Nietes (41-1-4, 23 KOs) landed a huge shot at the sixth-round bell on Reveco (39-4), who wobbled back to his stool. The Filipino veteran then floored Reveco with a four-punch combination early in the seventh, and Reveco's corner threw in the towel.

The 35-year-old Nietes, who hasn't lost since 2004, later turned his sights to Gonzales - a four-division world champion from Nicaragua - and Sor Rungvisai, who retained his WBC super flyweight title with an exciting majority decision over Juan Francisco Estrada.

"I'm not sure if I'll stay at this weight or move up," Nietes said. "I want the biggest fights possible. I would love to fight Chocolatito. I would also love to fight the winner of the main event tonight."

That should be Thai Sor Rungvisai (44-4-1), who controlled the early rounds and withstood a late charge from Mexico's Estrada (36-3), leading to a dynamite 12th round that brought the lively crowd of 7,827 to its feet.

Ukraine's Artem Dalakian claimed the WBA flyweight title with a unanimous decision over Brian Viloria. The Azeri-born Dalakian (16-0, 11 KOs) bloodied his 37-year-old American opponent on the way to a dominant victory.

Sor Rungvisai, a near unknown in international boxing two years ago, has won 18 consecutive bouts, including two defenses of the title he took from 'Chocolatito' Gonzalez in a major upset last year.

Puerto Rico's McWilliams Arroyo won a majority decision over Mexico's Carlos Cuadras in the 115-pound penultimate bout of the latest "Superfly" show at the Forum. 

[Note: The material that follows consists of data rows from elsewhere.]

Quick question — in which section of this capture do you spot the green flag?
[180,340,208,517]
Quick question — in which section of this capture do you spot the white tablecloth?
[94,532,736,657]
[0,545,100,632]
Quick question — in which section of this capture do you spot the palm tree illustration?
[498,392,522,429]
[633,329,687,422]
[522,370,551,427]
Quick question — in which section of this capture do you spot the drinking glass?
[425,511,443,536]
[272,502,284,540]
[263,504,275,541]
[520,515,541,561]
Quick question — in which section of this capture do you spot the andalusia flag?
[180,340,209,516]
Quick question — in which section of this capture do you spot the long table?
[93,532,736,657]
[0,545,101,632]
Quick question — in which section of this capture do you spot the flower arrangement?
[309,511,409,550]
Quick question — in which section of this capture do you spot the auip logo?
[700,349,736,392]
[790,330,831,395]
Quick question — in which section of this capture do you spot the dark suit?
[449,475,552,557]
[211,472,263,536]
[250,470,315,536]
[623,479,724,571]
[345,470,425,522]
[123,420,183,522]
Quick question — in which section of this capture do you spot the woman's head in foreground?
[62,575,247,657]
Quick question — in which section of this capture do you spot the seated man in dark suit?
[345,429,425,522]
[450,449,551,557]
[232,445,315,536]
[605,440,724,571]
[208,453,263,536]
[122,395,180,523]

Sor Rungvisai won the bout 117-111 and 115-113 on two cards, and a third scored it 114-114. The Associated Press also scored it a draw, 114-114.

"It was a very good fight," Sor Rungvisai said. "He hits very hard, and I like his style, but I know I won the fight."

The quicker Estrada got off to a strong start to thrill the pro-Mexican crowd, but Sor Rungvisai asserted his combination of body shots, counterpunching and head movement. Sor Rungvisai tagged Estrada repeatedly in the middle rounds, but Estrada put together a strong flurry in the eighth to begin a surge.

Estrada appeared to win several late rounds with faster hands. Both boxers fought desperately in the 12th, and both were raised in victory by their cornermen after the bell.


"I felt I won the fight clearly," Estrada said. "I boxed him all night long, and then I attacked him the last three rounds. I landed great shots at the end. I don't know what the judges saw."

The card was the latest edition of the unlikely series of shows dubbed "Superfly" by Tom Loeffler and his fellow promoters. The events have showcased the world's top talent in the super flyweight — or junior bantamweight — division, while also putting other overlooked boxers from the lighter weight classes on prominent display.

The concept for the shows evolved from promoters' attempts to showcase Gonzalez, but the unbeaten four-division world champion from Nicaragua was dethroned last year by Sor Rungvisai, who won a debatable decision over Gonzalez on the undercard of Gennady Golovkin's victory over Daniel Jacobs in New York.

Gonzalez got a rematch with Sor Rungvisai last September on a "Superfly" show, and the Thai champion left no doubt by registering a fourth-round knockout victory.

The WBC has mandated a title defense against Arroyo as Sor Rungvisai's next bout, but everything is negotiable in boxing.

"I thought this performance warranted a rematch," Loeffler said. "If there's a way we could make a rematch for the fall, it would be tremendous to bring it back to the Forum."